South Korea backed the decision “as part of the international community’s joint efforts to take North Korea to the path of denuclearization.” China was less sanguine. Given the “highly sensitive” situation, Beijing still calls for a return to negotiations and the avoidance of any move that would prevent that from happening.
That bland declaration masks growing irritation in Beijing. China was pressed by Trump on his recent visit to do more to get North Korea to the negotiating table, by which he meant Beijing should increase pressure on Pyongyang. China insists it is doing all that it can and is reluctant on principle to press harder. Instead, China dispatched a high-ranking envoy to Pyongyang to brief the leadership on the recently concluded 19th Communist Party Congress and issues of mutual concern. He was snubbed, getting no meeting with Kim, a signal that Chinese influence in North Korea is limited. The U.S. decision to follow that gesture with renewed sanctions is thus a double slap in the face.
Given the virtual nonexistence of trade between the U.S. and North Korea, the terrorism listing is of limited coercive value and is mostly symbolic. Still, the U.S. Treasury Department followed Trump’s announcement with more sanctions on Chinese companies “with long-standing commercial ties to North Korea” along with several North Korean firms. That move will deny those entities access to the U.S. financial system and freeze their U.S.-based assets.

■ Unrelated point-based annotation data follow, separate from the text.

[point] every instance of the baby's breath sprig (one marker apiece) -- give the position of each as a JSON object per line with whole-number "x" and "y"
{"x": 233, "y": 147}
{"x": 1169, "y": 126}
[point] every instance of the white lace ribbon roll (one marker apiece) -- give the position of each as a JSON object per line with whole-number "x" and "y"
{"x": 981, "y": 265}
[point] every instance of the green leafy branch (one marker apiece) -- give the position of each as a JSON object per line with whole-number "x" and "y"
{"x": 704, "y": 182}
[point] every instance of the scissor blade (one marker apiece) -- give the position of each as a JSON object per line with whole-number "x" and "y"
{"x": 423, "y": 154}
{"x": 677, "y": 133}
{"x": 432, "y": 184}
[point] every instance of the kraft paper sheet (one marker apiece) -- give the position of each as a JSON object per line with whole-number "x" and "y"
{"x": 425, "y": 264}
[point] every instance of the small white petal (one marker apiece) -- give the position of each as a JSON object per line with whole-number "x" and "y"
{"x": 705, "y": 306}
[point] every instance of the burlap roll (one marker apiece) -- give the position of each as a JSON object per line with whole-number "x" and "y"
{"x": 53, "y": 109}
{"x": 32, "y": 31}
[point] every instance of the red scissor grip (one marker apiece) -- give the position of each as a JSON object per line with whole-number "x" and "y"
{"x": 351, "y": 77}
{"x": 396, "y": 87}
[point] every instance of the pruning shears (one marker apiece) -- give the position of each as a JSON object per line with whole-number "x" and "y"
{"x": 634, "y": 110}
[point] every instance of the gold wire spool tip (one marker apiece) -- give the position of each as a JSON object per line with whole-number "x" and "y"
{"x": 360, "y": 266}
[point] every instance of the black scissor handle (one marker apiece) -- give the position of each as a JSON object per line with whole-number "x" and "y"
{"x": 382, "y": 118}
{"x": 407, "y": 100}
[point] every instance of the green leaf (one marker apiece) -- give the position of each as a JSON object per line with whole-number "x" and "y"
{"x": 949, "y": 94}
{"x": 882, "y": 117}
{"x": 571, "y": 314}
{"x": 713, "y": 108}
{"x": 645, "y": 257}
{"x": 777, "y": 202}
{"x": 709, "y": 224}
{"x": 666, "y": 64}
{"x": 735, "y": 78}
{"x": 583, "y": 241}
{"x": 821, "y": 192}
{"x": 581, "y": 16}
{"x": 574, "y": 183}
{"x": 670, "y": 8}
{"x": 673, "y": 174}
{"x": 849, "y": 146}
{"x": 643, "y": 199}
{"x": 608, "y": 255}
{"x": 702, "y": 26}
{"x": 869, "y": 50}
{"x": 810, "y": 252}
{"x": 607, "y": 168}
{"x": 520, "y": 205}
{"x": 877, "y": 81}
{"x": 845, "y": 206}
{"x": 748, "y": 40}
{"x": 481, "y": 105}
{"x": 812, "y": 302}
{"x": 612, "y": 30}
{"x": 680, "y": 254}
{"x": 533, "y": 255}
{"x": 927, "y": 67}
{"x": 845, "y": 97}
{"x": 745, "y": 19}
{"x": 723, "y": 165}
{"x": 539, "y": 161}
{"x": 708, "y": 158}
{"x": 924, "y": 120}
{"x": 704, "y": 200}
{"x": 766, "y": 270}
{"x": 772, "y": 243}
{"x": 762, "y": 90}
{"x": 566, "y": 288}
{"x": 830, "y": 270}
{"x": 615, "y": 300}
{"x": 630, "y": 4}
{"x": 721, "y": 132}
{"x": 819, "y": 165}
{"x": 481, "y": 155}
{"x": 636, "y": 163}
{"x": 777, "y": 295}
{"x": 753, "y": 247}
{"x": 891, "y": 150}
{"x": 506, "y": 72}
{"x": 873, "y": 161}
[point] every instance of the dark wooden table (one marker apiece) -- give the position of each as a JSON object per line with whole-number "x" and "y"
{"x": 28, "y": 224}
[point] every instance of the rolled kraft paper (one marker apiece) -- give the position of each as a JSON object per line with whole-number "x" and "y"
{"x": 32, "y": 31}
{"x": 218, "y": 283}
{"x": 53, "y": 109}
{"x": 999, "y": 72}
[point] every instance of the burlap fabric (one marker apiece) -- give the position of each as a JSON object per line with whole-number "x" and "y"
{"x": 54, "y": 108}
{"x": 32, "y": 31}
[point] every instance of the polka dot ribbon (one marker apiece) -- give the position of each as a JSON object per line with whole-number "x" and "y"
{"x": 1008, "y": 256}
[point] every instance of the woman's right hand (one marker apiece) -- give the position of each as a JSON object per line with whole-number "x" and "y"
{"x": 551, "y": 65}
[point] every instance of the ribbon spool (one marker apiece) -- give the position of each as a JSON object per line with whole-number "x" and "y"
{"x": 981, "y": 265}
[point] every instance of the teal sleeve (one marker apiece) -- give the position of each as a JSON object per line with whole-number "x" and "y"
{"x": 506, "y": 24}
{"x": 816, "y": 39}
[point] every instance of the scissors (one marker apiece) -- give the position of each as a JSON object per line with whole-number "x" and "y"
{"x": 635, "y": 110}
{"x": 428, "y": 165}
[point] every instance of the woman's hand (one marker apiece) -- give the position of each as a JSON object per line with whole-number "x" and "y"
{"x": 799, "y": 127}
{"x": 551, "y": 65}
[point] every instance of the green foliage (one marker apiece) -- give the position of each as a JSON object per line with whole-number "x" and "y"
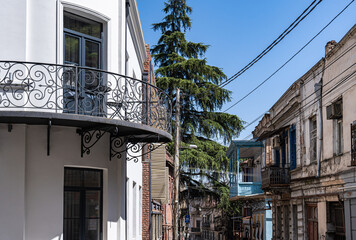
{"x": 181, "y": 64}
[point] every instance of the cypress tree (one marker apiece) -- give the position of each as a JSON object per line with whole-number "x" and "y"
{"x": 181, "y": 64}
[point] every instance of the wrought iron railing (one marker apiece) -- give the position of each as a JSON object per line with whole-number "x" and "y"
{"x": 274, "y": 177}
{"x": 81, "y": 90}
{"x": 195, "y": 229}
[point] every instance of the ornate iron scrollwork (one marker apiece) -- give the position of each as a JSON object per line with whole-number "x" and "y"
{"x": 134, "y": 148}
{"x": 82, "y": 90}
{"x": 89, "y": 137}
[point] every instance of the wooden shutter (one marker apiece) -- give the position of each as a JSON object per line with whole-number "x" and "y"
{"x": 159, "y": 176}
{"x": 293, "y": 147}
{"x": 353, "y": 144}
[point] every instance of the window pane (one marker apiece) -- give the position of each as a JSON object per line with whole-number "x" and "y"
{"x": 71, "y": 204}
{"x": 92, "y": 178}
{"x": 73, "y": 177}
{"x": 82, "y": 25}
{"x": 92, "y": 199}
{"x": 71, "y": 48}
{"x": 92, "y": 229}
{"x": 71, "y": 229}
{"x": 92, "y": 54}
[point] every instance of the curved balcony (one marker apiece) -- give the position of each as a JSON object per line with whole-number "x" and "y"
{"x": 74, "y": 95}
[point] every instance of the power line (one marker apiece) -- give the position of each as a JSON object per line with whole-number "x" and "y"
{"x": 329, "y": 65}
{"x": 263, "y": 82}
{"x": 296, "y": 22}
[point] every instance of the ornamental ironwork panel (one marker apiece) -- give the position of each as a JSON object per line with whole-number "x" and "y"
{"x": 274, "y": 177}
{"x": 81, "y": 90}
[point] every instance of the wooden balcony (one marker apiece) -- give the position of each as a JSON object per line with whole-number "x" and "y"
{"x": 274, "y": 178}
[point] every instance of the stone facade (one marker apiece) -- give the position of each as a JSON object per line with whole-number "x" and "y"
{"x": 309, "y": 146}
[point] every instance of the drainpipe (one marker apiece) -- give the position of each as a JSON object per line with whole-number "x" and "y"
{"x": 127, "y": 14}
{"x": 318, "y": 91}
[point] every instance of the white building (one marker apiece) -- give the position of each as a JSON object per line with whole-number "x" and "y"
{"x": 71, "y": 111}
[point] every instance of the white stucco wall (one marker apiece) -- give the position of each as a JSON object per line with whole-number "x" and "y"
{"x": 36, "y": 200}
{"x": 32, "y": 182}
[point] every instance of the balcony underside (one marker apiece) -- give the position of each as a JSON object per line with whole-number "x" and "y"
{"x": 124, "y": 128}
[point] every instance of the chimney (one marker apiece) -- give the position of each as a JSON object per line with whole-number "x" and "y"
{"x": 329, "y": 46}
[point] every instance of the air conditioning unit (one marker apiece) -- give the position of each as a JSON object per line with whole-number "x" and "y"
{"x": 276, "y": 142}
{"x": 334, "y": 111}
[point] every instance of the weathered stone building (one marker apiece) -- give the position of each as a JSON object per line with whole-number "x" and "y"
{"x": 310, "y": 144}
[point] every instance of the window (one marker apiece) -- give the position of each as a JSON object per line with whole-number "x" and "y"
{"x": 312, "y": 221}
{"x": 295, "y": 222}
{"x": 335, "y": 219}
{"x": 140, "y": 209}
{"x": 338, "y": 138}
{"x": 83, "y": 191}
{"x": 134, "y": 207}
{"x": 248, "y": 174}
{"x": 293, "y": 147}
{"x": 247, "y": 212}
{"x": 353, "y": 143}
{"x": 82, "y": 47}
{"x": 313, "y": 138}
{"x": 286, "y": 221}
{"x": 279, "y": 223}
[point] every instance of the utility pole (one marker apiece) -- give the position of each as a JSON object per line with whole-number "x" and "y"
{"x": 176, "y": 168}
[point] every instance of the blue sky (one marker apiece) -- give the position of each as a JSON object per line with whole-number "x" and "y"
{"x": 237, "y": 31}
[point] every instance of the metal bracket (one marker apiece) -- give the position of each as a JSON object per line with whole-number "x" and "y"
{"x": 90, "y": 136}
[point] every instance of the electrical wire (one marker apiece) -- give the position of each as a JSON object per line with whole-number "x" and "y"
{"x": 283, "y": 65}
{"x": 296, "y": 22}
{"x": 326, "y": 67}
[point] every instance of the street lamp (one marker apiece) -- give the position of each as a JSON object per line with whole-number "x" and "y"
{"x": 191, "y": 146}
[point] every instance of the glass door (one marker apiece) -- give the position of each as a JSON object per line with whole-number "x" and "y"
{"x": 83, "y": 191}
{"x": 84, "y": 89}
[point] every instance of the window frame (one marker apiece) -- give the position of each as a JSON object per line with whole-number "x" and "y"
{"x": 313, "y": 137}
{"x": 83, "y": 190}
{"x": 338, "y": 137}
{"x": 353, "y": 143}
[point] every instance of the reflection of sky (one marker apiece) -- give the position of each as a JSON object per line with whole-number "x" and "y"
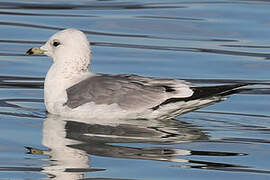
{"x": 202, "y": 39}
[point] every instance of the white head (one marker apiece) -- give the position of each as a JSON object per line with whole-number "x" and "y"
{"x": 68, "y": 48}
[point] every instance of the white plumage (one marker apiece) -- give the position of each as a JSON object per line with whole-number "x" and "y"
{"x": 70, "y": 90}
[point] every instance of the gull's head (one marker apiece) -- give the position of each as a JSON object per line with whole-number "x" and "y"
{"x": 69, "y": 47}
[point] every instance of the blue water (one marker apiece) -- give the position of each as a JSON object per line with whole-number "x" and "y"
{"x": 207, "y": 42}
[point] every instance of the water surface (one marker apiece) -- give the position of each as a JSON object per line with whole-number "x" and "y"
{"x": 206, "y": 42}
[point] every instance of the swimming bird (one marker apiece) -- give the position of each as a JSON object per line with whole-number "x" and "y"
{"x": 71, "y": 90}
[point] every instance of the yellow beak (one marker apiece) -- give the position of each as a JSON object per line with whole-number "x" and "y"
{"x": 34, "y": 51}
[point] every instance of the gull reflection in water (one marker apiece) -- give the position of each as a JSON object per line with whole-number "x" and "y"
{"x": 72, "y": 142}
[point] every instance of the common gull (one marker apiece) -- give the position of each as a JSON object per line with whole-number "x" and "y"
{"x": 70, "y": 90}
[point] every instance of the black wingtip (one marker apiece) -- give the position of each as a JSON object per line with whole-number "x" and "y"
{"x": 204, "y": 92}
{"x": 29, "y": 52}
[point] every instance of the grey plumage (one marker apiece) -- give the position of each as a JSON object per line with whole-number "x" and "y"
{"x": 133, "y": 92}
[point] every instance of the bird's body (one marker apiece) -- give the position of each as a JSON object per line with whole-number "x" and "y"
{"x": 70, "y": 90}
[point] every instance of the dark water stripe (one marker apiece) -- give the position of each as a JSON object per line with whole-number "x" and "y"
{"x": 187, "y": 49}
{"x": 170, "y": 18}
{"x": 38, "y": 169}
{"x": 94, "y": 6}
{"x": 21, "y": 41}
{"x": 233, "y": 114}
{"x": 246, "y": 46}
{"x": 85, "y": 31}
{"x": 44, "y": 14}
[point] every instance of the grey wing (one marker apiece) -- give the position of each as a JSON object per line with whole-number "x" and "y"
{"x": 128, "y": 91}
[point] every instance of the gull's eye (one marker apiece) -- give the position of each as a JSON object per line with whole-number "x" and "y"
{"x": 56, "y": 43}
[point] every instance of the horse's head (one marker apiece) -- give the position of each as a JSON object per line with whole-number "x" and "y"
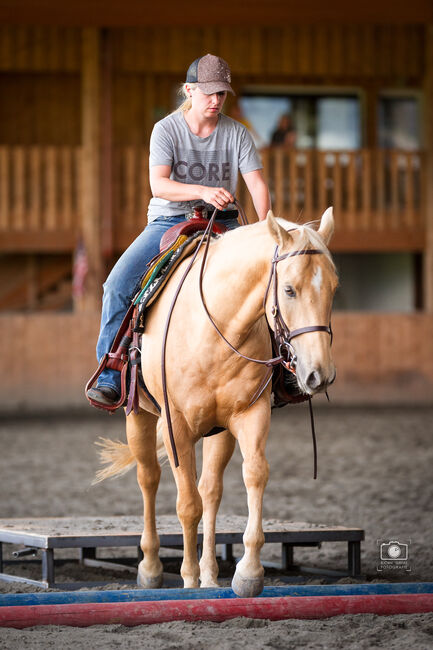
{"x": 306, "y": 283}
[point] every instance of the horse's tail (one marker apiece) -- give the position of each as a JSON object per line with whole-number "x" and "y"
{"x": 117, "y": 456}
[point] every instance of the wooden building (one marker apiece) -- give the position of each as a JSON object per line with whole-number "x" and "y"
{"x": 81, "y": 86}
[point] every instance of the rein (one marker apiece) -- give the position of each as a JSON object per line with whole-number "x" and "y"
{"x": 283, "y": 335}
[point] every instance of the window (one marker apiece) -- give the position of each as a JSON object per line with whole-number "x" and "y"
{"x": 399, "y": 123}
{"x": 322, "y": 121}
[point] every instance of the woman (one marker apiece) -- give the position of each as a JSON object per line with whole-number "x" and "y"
{"x": 195, "y": 156}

Ultimately, only China, which conducts about 90 percent of North Korea’s trade, has real leverage over Pyongyang, but even Beijing’s leverage is limited. North Korea believes it needs nuclear weapons and it has endured real hardship to acquire a nuclear capability and will continue to do so to keep it. Equally worrisome is the failure of the U.S. — and others — to indicate what diplomacy will look like. Merely demanding that Pyongyang give up its weapons and comply with U.N. resolutions is no solution. Threatening war is no answer either. Pressure must be in the service of a wider strategy; of that, there is little sign.